Under the Indian Constitution the government can declare some specific groups as tribal groups on the fulfillment of certain conditions. The number of tribal groups have increased manifold in post Constitution India. Today we have 692 tribal groups in India and 9% of the total population is tribal. Due to increase in tribal groups fruits of privileges given to them by the Government are decreasing. Some actual tribal groups are still far away from being listed as tribal groups. Anthropologically actual tribal groups are still behind the curtain and devoid of all basic facilities of life. The case of a group Dhankut living in District Bahraich of Uttar Pradesh is no different and is glaring example of violation of human rights of actual tribal people. Dhankut are living in small pocket of Dhankuttypura of District Bahraich. Dhankut’s total population is 2687(2001 census) and their dialect is Dhankutty in a rhythmic form. They practice cross cousin and parallel cousin marriage which is a taboo in north India and legally prohibited too under Hindu Marriage Act 1955. Even after having these tribal characteristics they are not included in the category of scheduled tribe. Though they are not agricultural people, cereal selling is still their main occupation. They are poor and illiterate. With 5% literacy rate only three of them are in fourth class government job. No literature is available about
them neither in government records nor in district gazetteer. They have full faith in their traditional panchayat and traditional God “Gullabeer.” They are struggling for their tribal status since 1973 but have not succeeded so far. Dhankut want tribal status for themselves to enjoy the benefits provided by the government in the era of globalization.

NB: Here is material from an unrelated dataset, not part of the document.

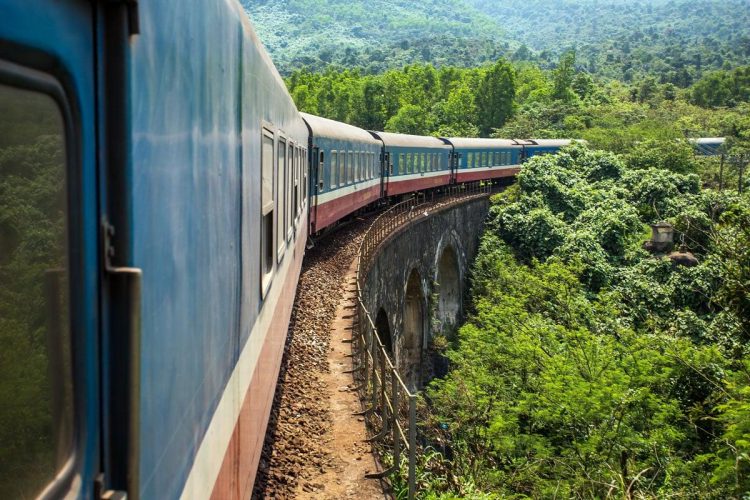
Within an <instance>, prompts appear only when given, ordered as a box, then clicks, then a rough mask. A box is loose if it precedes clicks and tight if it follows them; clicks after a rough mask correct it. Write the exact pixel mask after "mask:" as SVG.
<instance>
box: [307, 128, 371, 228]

In the present study 300 respondents have been taken randomly to analyse the effect of globalization on their lives.90% respondents are of the view that globalization has taken away their traditional way of life and given nothing in return .79% think that traditional occupation is not of much help in the era of globalization. 80% feel that they have become more poorer in last 20 years. The study revealed that though globalization is universal phenomenon but its effect is not homogenous at micro level as in case of Dhankut living in Bahraich district of Uttar Pradesh.